When I complained a couple of days ago about people who misrepresent Maimonides as a proto-Darwinist, then cited a newish biography by Joel Kraemer on the subject as solid evidence that Maimonides would be an intelligent-design advocate and that the issue was for him the most important of philosophical and scientific questions, reader Anderson complained in turn that I was attacking a straw man:

You should be able to link to several examples of people making this or a very similar argument. You shouldn’t have to create a straw-man version of it.

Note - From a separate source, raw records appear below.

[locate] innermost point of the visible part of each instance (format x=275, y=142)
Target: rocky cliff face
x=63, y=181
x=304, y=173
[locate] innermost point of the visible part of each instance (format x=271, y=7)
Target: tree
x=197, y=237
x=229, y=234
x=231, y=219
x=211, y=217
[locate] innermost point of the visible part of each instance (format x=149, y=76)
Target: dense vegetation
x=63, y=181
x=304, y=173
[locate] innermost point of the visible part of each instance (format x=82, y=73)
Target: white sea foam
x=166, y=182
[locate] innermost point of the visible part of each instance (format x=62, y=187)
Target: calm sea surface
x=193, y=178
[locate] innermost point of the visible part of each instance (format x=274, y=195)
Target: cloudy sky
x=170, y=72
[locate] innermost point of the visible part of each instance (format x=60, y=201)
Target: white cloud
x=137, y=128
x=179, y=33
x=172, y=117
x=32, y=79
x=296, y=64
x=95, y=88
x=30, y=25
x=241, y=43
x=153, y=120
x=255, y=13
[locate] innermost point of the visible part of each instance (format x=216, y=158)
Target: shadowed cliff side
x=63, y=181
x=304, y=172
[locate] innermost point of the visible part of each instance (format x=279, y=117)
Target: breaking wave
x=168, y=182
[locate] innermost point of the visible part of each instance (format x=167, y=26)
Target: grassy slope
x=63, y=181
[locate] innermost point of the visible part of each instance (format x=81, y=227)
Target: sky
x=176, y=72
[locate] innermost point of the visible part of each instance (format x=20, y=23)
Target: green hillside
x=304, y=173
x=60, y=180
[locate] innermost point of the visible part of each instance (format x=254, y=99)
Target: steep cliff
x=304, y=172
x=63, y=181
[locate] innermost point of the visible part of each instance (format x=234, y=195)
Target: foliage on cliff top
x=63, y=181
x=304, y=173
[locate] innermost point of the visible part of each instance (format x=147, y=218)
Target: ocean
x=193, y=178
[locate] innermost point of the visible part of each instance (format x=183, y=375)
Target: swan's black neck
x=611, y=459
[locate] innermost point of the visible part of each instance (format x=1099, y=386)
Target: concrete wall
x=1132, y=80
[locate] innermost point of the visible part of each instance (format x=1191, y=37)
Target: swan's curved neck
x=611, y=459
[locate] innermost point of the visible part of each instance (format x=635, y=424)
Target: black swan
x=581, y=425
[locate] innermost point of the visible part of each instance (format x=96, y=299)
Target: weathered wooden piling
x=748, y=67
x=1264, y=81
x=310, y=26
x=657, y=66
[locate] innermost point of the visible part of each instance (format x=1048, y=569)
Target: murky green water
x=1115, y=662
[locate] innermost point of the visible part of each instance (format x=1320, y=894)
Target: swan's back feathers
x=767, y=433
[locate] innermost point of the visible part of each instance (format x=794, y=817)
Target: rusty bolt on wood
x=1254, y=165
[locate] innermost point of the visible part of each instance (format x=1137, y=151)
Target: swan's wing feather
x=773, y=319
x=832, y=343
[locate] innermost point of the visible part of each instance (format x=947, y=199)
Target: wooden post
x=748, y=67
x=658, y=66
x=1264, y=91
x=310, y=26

Your wish, Anderson, is my command. Just yesterday a colleague sent me this from Obama’s favorite pro-choice Evangelical Christian, Francis Collins, speaking at a Pew Forum conference:

Basically, if you look at Judaism and Islam, you will find a range of views about origin. Certainly in Judaism, conservative and reform Jews are generally accepting of evolution, and a lot of Orthodox Jews are as well. Maimonides is often cited here as a reason to assume that if you have a conflict between science and the Torah, there’s been an error and a misinterpretation, not that science is evil.

There you have it. According to Maimonides, our understanding of Torah must yield before anything scientists happen to say at a given moment.
I believe this egregious misunderstanding, resulting from a sloppy reading of a chapter in the Guide of the Perplexed (2:25), was either originated or decisively advanced several years ago by Leon Wieseltier in The New Republic.